Additional Skills we’d like to see include:

• Compliance and Privacy Law Experience: Prior knowledge and experience right-sizing, implementing, and complying with NIST CSF, CIS, and PCI, and privacy laws, e.g., Colorado Privacy Act or similar privacy laws like GDPR, CCPA/CPRA, etc. 
• Business Analysis: Using industry standard processes, partner with IT users to identify and document business requirements, articulate and revise processes, clarify system needs, and document functional requirements in clear and concise language.

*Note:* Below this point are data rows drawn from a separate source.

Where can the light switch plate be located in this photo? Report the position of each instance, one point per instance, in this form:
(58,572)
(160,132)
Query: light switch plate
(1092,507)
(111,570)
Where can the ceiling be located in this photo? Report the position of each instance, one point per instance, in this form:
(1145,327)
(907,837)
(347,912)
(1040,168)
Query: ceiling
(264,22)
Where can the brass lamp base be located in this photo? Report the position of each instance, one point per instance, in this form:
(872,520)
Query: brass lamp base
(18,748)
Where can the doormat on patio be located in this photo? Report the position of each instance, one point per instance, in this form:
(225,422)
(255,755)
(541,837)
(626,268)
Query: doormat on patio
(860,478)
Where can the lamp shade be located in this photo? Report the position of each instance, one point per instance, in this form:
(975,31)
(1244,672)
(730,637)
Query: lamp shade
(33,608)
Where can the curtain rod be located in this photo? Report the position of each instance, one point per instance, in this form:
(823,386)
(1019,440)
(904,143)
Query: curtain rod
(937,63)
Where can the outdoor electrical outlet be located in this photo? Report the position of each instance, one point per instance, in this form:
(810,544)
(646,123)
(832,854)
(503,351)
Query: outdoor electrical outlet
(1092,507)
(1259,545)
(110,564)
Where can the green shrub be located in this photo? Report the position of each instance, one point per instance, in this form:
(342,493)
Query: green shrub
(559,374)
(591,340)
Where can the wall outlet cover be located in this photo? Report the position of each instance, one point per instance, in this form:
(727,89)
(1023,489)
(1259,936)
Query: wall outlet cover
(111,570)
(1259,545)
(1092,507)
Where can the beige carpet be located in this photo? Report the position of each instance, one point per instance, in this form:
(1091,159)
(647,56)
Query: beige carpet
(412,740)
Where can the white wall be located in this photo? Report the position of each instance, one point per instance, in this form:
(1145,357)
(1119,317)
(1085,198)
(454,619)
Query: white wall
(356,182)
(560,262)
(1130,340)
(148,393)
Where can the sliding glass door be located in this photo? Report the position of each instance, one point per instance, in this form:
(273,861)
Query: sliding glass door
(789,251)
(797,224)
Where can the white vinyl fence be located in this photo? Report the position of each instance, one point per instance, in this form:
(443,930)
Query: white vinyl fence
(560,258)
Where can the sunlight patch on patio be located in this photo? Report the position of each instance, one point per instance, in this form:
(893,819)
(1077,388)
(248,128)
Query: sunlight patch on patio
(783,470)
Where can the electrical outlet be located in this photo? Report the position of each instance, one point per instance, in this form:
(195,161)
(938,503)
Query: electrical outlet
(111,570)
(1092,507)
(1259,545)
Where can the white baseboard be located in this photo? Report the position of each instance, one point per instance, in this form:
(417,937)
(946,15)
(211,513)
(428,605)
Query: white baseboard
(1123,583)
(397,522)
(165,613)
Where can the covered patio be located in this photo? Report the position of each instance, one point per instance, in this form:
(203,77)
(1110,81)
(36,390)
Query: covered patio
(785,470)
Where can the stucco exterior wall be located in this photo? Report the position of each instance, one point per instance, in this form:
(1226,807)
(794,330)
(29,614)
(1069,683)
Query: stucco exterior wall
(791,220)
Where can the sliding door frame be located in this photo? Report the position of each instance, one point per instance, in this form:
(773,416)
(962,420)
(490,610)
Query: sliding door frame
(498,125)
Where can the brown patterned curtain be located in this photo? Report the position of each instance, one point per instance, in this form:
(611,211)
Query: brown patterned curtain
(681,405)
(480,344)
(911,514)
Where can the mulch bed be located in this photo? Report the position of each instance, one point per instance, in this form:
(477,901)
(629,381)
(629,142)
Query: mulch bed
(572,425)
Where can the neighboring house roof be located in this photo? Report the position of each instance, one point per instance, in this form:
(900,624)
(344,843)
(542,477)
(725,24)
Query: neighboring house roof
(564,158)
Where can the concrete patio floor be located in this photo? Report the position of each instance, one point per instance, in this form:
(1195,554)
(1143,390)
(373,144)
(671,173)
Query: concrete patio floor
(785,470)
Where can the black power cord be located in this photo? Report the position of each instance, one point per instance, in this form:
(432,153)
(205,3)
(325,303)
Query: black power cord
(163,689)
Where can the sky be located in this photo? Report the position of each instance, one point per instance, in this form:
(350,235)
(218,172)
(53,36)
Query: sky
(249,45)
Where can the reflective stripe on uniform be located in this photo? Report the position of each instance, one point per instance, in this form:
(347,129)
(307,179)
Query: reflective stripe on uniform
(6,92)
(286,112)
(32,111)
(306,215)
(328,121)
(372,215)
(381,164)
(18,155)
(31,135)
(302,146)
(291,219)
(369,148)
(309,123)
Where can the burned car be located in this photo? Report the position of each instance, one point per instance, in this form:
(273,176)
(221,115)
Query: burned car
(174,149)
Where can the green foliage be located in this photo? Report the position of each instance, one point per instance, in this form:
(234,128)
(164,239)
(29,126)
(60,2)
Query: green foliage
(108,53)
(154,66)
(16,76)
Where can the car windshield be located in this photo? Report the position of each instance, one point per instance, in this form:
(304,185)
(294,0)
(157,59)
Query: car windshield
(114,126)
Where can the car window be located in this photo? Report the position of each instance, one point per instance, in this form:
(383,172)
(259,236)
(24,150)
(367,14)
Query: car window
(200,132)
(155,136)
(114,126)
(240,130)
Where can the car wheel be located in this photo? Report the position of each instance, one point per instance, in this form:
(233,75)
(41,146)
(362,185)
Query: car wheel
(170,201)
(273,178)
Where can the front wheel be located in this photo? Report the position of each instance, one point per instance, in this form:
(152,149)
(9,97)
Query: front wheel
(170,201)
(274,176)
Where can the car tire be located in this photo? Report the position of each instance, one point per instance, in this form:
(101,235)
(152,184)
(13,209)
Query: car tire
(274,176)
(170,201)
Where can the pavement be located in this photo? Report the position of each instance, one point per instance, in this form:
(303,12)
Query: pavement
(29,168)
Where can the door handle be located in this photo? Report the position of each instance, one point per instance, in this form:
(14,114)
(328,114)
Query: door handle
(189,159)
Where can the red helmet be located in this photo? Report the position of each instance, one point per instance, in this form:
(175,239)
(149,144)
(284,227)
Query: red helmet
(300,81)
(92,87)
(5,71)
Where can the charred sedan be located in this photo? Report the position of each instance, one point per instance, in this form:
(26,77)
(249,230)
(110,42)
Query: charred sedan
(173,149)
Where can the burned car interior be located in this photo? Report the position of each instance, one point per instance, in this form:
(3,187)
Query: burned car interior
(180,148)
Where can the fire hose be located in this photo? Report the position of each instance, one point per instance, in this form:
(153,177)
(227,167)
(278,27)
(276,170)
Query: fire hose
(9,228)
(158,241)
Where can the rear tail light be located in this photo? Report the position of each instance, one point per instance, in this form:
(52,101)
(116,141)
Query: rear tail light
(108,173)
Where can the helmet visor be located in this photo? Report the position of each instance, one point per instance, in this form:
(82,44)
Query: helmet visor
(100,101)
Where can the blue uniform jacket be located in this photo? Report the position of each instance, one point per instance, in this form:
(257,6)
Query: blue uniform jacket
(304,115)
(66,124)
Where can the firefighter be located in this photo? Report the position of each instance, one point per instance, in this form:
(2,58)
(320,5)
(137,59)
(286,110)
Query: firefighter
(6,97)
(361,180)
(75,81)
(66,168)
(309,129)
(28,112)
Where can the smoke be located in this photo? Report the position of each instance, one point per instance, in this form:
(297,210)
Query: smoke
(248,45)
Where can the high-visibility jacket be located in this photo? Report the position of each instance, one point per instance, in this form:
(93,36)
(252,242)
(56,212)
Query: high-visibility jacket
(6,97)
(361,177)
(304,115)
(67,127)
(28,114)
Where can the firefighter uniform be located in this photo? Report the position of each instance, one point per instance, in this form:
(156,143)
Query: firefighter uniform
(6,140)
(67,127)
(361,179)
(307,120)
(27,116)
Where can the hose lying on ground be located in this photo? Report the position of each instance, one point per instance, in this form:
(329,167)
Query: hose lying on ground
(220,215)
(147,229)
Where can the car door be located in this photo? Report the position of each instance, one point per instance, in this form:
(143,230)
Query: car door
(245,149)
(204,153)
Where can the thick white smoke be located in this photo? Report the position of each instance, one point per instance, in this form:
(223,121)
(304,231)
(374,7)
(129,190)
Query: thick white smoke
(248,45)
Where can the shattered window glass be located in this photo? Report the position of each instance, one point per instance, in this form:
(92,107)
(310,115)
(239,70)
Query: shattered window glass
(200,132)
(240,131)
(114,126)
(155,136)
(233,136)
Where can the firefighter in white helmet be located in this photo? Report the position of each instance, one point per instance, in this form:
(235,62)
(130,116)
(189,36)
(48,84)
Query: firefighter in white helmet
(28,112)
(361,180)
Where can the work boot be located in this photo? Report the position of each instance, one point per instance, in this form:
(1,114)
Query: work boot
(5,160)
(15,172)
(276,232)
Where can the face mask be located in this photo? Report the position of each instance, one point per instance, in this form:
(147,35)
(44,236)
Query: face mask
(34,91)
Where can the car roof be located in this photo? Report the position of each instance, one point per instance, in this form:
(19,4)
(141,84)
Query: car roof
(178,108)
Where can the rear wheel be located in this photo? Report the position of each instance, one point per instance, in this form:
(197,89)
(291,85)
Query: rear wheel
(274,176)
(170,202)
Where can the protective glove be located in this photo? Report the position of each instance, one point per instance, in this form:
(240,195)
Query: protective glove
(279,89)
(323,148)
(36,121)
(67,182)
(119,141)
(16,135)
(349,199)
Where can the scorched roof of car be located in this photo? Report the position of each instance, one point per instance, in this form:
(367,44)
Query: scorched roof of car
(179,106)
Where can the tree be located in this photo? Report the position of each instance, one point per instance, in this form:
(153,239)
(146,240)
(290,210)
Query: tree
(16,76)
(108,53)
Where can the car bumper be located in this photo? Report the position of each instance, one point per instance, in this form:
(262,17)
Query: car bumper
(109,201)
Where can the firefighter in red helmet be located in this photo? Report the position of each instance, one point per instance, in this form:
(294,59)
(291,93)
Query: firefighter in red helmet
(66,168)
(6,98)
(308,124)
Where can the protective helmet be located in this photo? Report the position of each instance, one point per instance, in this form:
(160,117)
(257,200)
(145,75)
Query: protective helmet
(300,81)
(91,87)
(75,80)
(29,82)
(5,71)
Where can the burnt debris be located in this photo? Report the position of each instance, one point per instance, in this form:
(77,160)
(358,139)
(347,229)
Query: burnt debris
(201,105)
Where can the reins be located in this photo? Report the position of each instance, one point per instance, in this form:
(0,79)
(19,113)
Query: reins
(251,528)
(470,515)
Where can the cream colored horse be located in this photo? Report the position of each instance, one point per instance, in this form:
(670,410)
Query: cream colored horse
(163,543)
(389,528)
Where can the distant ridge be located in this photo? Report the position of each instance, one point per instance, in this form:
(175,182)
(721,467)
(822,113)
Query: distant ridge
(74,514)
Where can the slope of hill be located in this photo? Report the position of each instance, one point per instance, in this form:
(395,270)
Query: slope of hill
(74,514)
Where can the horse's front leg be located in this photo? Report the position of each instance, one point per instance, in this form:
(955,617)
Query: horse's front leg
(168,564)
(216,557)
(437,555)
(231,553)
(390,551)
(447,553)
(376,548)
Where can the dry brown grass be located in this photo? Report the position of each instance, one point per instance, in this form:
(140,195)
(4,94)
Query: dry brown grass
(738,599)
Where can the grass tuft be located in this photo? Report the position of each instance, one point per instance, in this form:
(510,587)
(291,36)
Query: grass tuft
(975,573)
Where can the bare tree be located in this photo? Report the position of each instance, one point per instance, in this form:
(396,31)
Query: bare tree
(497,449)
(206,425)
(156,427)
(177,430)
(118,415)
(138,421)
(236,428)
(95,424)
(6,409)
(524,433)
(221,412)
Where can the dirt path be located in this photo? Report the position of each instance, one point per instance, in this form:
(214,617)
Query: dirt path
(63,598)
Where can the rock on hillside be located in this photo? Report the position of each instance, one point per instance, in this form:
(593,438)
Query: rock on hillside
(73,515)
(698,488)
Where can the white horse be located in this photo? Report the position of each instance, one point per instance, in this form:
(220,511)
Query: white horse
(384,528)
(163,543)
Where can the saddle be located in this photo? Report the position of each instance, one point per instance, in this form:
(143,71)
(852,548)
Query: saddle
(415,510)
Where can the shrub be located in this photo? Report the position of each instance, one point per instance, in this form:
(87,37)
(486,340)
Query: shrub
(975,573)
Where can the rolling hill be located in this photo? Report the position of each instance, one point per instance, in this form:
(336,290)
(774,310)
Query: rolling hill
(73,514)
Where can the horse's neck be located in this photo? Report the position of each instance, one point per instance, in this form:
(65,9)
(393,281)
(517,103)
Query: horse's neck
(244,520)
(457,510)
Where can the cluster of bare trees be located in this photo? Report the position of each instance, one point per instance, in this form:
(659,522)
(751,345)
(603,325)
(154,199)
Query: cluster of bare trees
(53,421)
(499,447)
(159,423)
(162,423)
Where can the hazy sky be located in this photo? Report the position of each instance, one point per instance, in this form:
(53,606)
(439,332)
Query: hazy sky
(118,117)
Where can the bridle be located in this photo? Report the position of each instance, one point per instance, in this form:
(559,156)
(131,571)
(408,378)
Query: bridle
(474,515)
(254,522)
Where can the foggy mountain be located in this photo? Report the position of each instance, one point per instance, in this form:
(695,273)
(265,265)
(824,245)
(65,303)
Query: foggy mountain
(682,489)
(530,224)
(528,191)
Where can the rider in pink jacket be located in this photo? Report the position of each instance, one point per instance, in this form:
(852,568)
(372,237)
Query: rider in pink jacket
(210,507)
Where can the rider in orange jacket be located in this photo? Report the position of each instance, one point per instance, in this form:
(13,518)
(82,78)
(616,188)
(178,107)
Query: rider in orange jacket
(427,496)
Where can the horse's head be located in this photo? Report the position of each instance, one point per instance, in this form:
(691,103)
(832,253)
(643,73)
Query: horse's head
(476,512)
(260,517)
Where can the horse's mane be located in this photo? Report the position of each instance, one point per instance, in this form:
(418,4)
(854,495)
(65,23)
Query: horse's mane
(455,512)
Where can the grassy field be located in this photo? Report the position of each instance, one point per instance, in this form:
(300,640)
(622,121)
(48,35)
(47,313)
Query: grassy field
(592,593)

• Risk Analysis Experience: Qualitative and quantitative risk analysis, including cost-benefit analysis in decision-making.
• Stakeholder Relationship Building: Understands the diverse needs and agendas of various stakeholders and balance multiple and sometimes conflicting interests to support the organization's long-term effectiveness.
• Strategic Orientation: Understands complexity and views situations from a broad strategic perspective. Effectively translates organizational/divisional strategy into strategy for own area(s) of responsibility.